Update: After using str()
> str(intern)
Formal class 'clValid' [package "clValid"] with 14 slots
..# clusterObjs:List of 1
.. ..$ hierarchical:List of 7
.. .. ..$ merge : int [1:2173, 1:2] -1673 -714 -1121 -1688 -1876 -1123 -1689 -1228 -429 -535 ...
.. .. ..$ height : num [1:2173] 0 0.001 0.001 0.001 0.001 ...
.. .. ..$ order : int [1:2174] 2165 2166 1950 1951 1954 1955 1577 1565 1564 1576 ...
.. .. ..$ labels : chr [1:2174] "out_M_aacald_c_boundary" "out_M_12ppd_DASH_R_e_boundary" "out_M_12ppd_DASH_S_e_boundary" "in_M_14glucan_e_boundary" ...
.. .. ..$ method : chr "average"
.. .. ..$ call : language hclust(d = Dist, method = method)
.. .. ..$ dist.method: chr "euclidean"
.. .. ..- attr(*, "class")= chr "hclust"
..# measures : num [1:3, 1:9, 1] 3.874 4.095 0.959 3.874 0.881 ...
.. ..- attr(*, "dimnames")=List of 3
.. .. ..$ : chr [1:3] "Connectivity" "Dunn" "Silhouette"
.. .. ..$ : chr [1:9] "2" "3" "4" "5" ...
.. .. ..$ : chr "hierarchical"
..# measNames : chr [1:3] "Connectivity" "Dunn" "Silhouette"
..# clMethods : chr "hierarchical"
..# labels : chr [1:2174] "out_M_aacald_c_boundary" "out_M_12ppd_DASH_R_e_boundary" "out_M_12ppd_DASH_S_e_boundary" "in_M_14glucan_e_boundary" ...

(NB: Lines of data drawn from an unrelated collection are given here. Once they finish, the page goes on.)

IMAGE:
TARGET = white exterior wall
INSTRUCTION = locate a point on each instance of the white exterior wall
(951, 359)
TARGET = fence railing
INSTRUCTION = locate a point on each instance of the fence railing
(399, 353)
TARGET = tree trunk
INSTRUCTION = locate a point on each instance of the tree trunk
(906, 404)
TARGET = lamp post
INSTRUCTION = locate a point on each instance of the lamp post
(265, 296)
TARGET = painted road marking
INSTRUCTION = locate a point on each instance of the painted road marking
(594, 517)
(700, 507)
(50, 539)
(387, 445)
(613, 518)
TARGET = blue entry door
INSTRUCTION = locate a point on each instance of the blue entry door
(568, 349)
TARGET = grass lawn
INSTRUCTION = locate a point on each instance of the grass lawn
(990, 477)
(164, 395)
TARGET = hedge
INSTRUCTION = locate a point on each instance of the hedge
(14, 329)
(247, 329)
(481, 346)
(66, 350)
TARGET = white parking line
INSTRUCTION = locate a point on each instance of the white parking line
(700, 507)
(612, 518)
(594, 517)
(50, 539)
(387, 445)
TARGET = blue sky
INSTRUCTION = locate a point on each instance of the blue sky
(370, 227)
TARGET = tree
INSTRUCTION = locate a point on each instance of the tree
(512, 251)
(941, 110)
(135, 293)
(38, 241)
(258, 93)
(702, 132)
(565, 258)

..# nClust : num [1:9] 2 3 4 5 6 7 8 9 10
..# validation : chr "internal"
..# metric : chr "euclidean"
..# method : chr "average"
..# neighbSize : num 10
..# annotation : NULL
..# GOcategory : chr "all"
..# goTermFreq : num 0.05
..# call : language clValid(obj = primaryDataSource, nClust = 2:10, clMethods = c("Hierarchical"), validation = "internal", maxitems = 2200)
I guess the important section is
# measures : num [1:3, 1:9, 1] 3.874 4.095 0.959 3.874 0.881 ...
.. ..- attr(*, "dimnames")=List of 3
.. .. ..$ : chr [1:3] "Connectivity" "Dunn" "Silhouette"
.. .. ..$ : chr [1:9] "2" "3" "4" "5" ...
.. .. ..$ : chr "hierarchical"
when I executed >intern#measuresI got the below result.
2 3 4 5 6 7 8 9
Connectivity 3.8738095 3.8738095 8.2563492 10.9452381 16.0285714 18.6452381 20.6452381 22.645238
Dunn 4.0948837 0.8810494 0.6568857 0.8694067 0.8808228 1.0415614 1.0230197 1.026192
Silhouette 0.9591803 0.9879153 0.9784684 0.9751393 0.9727454 0.9728736 0.9727153 0.972622
10
Connectivity 24.6452381
Dunn 1.3724494
Silhouette 0.9725379
I'm able to get the max and access individual items based on the index. I want to get the maximum value for Silhouette.
intern#measures[1]
max(intern#measures)
Some additionnal explanation, when str() shows # signs, this points that the object you are inspecting is a S4 class with attributes. I am not familiar with clValid but a quick look at the source code shows that the clValid class inherits from S4.
You can access those using object#attribute. Typically these attributes can be anything.
Looking at the print function for clValid it seems that you can access the measures using the convenience function measures(object). Looking at the remaining source code for clValid there are utility functions that may be of use for you. Check optimalScores().